Jay, please, don’t do this.”

“I’ve been thinking. Which, admittedly, is a dangerous thing.” Jay laughed, but Stephen remained grave. “Look, we have too many differences. I just don’t feel like it’s . . . like
we’re
going to work out.”

Stephen began buttoning up his shirt, looking down at his fingers, shielding his face from her.

“What?” Jay asked. “What are you thinking?”

When he looked up, his eyes were blurry. Jay was startled to see him this way. He looked years younger.

“It’s just that—” he paused. “Jay, it’s just that, since we’ve been together, you’ve been acting on this paradigm—”

“Stephen,”
Jay interrupted. “Just talk normally.”

He looked as though she’d struck him.

“I didn’t know you resented me speaking in analytical terms,” he said.

“I don’t.” Jay touched him lightly on the shoulder. “Don’t look so beaten down. It’s just little old me.”

“But that’s just it,” Stephen said, showing a flash of anger. “There’s no ‘little old Jay.’ That’s precisely what I was talking about. You’ve set things up so that I’m the high-and-mighty professor with you as the naïve little waitress. But it doesn’t hold water. You’re a formidable person, Jay—you get it from your father. But you’ve had this attitude that you’re lucky to be with me, that all our differences work in my favor. But Jay, you know, I don’t want to be without you.”

“Stephen—”

“No, let me finish.” He folded his arms around himself, his voice strained. “I’m older than you, yes, I can’t change that. But I . . . I
love
you, Jay. I want us to build our lives together.”

“Oh, shit, Stephen.” She had warned herself against this. His emotions were peaking, her own were like water coming to a boil. She didn’t want a crying scene. She couldn’t take it. How to communicate to him that she had simply
made up her mind
?

“Don’t do this,” Stephen said. “Come back to me.”

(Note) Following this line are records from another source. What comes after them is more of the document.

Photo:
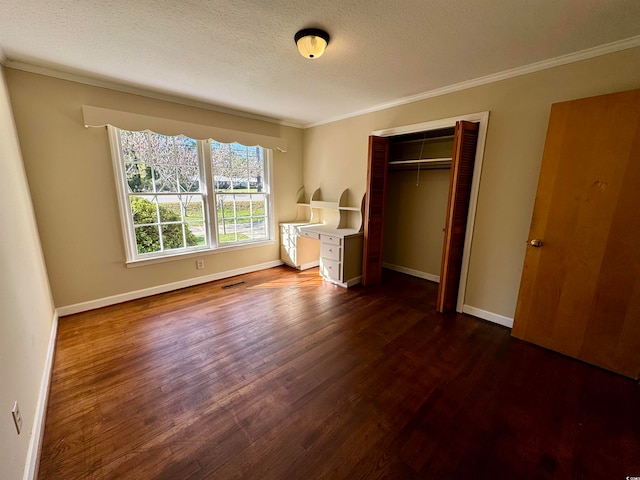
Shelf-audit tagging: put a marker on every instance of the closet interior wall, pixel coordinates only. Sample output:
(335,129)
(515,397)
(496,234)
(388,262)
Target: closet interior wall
(416,202)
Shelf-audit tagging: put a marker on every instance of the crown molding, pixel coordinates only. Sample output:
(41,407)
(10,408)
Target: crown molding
(111,85)
(495,77)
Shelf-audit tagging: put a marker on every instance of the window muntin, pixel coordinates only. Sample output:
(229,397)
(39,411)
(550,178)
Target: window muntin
(163,184)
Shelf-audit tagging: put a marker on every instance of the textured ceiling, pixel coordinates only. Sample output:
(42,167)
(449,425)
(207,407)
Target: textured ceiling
(241,55)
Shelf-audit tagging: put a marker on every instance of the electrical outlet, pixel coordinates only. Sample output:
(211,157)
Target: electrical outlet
(17,418)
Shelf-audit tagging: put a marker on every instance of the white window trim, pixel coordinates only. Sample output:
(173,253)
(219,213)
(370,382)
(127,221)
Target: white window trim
(134,259)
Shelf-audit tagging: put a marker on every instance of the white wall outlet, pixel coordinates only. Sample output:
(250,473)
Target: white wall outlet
(17,418)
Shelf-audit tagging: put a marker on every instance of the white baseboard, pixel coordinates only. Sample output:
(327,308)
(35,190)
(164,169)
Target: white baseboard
(37,432)
(412,272)
(147,292)
(489,316)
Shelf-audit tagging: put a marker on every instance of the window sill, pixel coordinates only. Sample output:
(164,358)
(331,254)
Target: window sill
(196,253)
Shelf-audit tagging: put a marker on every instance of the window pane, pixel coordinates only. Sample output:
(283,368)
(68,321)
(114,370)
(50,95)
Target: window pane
(259,228)
(258,204)
(173,236)
(139,177)
(148,239)
(165,178)
(188,178)
(144,210)
(135,146)
(198,235)
(170,209)
(161,149)
(227,232)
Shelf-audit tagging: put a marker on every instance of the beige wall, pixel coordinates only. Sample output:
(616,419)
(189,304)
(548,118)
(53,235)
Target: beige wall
(26,308)
(71,180)
(335,157)
(414,219)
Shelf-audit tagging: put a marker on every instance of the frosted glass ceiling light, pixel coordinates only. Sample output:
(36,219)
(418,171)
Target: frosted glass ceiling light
(311,42)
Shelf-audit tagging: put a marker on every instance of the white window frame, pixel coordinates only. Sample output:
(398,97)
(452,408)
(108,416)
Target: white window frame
(212,245)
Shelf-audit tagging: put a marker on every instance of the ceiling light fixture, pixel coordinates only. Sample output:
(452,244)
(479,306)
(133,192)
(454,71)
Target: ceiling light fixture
(311,42)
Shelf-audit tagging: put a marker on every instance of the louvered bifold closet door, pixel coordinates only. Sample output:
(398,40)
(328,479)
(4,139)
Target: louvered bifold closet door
(464,153)
(374,210)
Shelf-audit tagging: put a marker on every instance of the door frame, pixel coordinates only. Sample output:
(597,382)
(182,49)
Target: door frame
(482,118)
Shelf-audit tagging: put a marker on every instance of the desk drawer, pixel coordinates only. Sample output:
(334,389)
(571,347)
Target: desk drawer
(307,234)
(330,269)
(330,251)
(331,239)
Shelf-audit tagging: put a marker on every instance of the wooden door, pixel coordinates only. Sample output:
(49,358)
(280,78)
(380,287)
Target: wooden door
(374,210)
(580,288)
(464,154)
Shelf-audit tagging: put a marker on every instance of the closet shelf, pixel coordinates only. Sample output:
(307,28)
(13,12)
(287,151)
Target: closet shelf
(425,140)
(431,163)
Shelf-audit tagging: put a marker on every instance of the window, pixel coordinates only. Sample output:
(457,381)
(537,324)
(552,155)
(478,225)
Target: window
(179,195)
(240,197)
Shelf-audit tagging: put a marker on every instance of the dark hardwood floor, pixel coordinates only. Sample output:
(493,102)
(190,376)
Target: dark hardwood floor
(286,377)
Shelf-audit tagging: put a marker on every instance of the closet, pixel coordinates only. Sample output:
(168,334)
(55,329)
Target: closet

“I’m not going to do that,” she said.

“Why not?”
he asked in a high-pitched, unfamiliar voice, the intonation of a little boy denied the thing he wanted most.

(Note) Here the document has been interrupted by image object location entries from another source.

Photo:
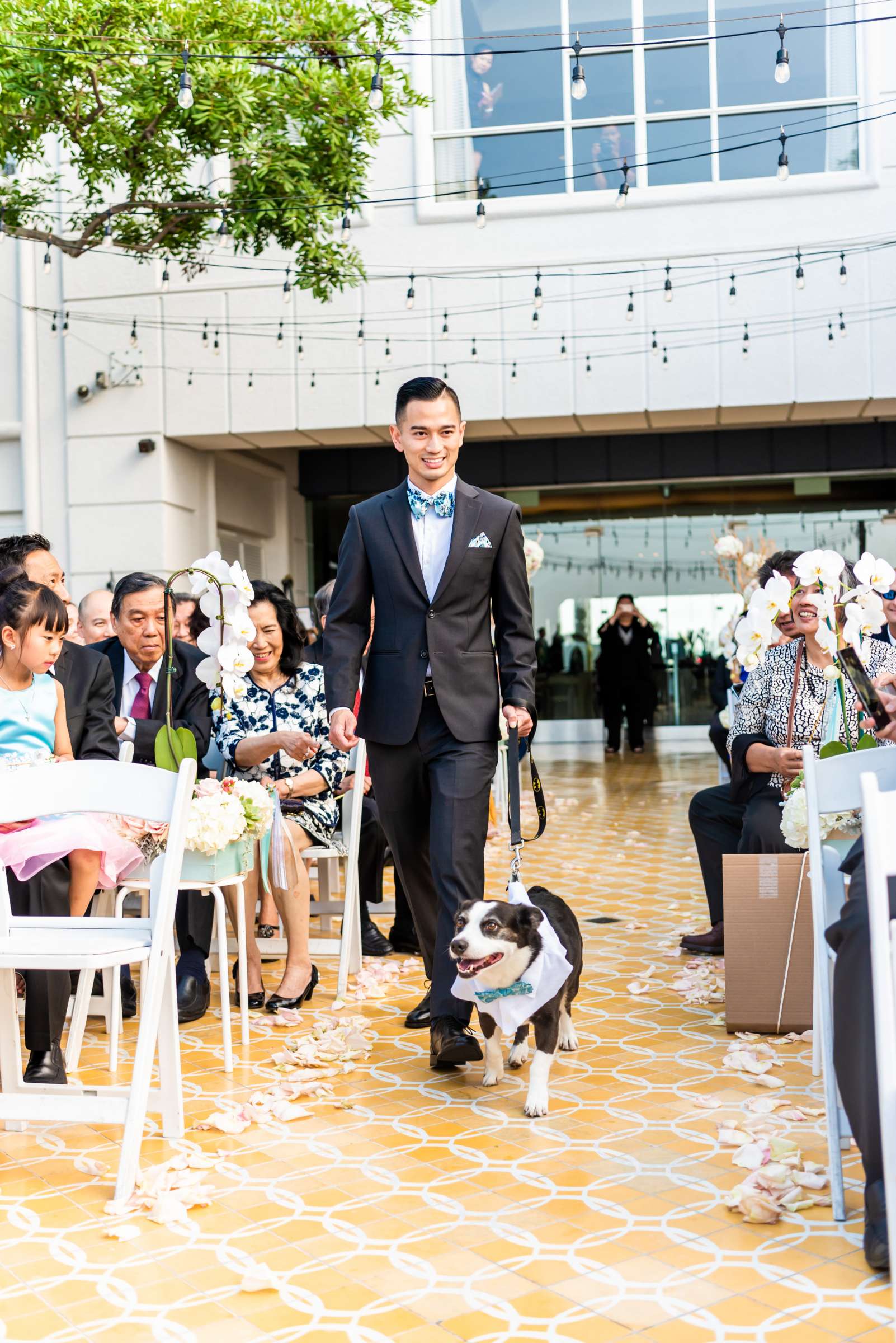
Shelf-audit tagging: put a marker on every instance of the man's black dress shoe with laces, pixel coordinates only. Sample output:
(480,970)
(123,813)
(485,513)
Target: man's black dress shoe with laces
(372,941)
(192,998)
(419,1017)
(48,1065)
(452,1043)
(876,1246)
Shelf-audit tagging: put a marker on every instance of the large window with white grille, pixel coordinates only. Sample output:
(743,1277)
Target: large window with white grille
(671,93)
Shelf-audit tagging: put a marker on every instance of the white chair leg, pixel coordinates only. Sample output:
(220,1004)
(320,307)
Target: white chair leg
(10,1044)
(169,1059)
(242,969)
(223,971)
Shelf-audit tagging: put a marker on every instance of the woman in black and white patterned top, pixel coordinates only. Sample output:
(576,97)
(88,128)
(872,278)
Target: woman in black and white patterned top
(265,736)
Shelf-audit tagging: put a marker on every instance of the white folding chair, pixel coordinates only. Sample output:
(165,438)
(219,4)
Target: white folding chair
(89,945)
(833,785)
(879,830)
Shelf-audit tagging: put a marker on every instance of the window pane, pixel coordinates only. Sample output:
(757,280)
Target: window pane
(611,89)
(678,78)
(662,19)
(527,165)
(484,88)
(823,61)
(601,25)
(676,140)
(832,148)
(598,153)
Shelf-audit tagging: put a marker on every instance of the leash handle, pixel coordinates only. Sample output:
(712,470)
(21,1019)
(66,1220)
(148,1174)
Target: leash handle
(514,821)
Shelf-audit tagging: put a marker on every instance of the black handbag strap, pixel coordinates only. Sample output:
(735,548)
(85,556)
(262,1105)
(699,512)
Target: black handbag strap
(517,838)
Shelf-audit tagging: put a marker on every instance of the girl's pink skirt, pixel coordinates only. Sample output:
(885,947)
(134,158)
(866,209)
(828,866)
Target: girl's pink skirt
(45,841)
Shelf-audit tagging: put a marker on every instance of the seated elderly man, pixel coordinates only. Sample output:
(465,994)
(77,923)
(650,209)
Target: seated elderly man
(716,814)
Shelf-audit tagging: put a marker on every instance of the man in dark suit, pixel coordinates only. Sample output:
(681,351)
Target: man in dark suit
(136,655)
(90,710)
(440,559)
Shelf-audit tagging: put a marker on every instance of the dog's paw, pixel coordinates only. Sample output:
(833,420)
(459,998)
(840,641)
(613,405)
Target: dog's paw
(536,1105)
(518,1055)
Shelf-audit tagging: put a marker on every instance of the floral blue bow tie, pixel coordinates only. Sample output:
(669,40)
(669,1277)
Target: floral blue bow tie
(442,503)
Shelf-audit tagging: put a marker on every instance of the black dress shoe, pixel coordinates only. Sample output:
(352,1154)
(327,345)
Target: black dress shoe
(706,943)
(372,941)
(419,1017)
(876,1246)
(192,998)
(275,1002)
(255,1001)
(452,1043)
(128,998)
(48,1065)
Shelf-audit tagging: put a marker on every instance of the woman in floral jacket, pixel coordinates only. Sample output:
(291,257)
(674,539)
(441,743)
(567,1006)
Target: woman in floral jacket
(263,736)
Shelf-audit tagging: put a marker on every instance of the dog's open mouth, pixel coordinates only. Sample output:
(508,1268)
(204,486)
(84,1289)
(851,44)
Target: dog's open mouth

Why not? Because she had made up her mind. Of course Stephen was paying for the sins of Michael Carmelov, and Lewis Ingraham, and Jay Ingraham, as well. It wasn’t fair, but it didn’t need to be. Stephen knew what was going on—hadn’t they once discussed how it was the female human’s rightful responsibility to break up, that it was her role to manage the primal core of mate selection behind the confused jumble of what was called a “relationship”?

The sun was up, a blurred suggestion of itself through the thick pack of overcast. It looked like it was going to snow all day.

Jay looked up at Stephen, suddenly aware that she hadn’t answered his desperate question.

“I’ve always been honest with you,” she said.

“I know you think that,” Stephen said in a low voice.

“What’s that mean?” she asked.

“Nothing.” Stephen folded his arms and cupped his chin in one hand. “I’m upset. I’m probably going to start saying stupid things. I have to go talk to a bunch of uninterested undergraduates about Walter Benjamin, and it’s going to be hard to do because you’ve just hurled a load of plastic explosives into my life.”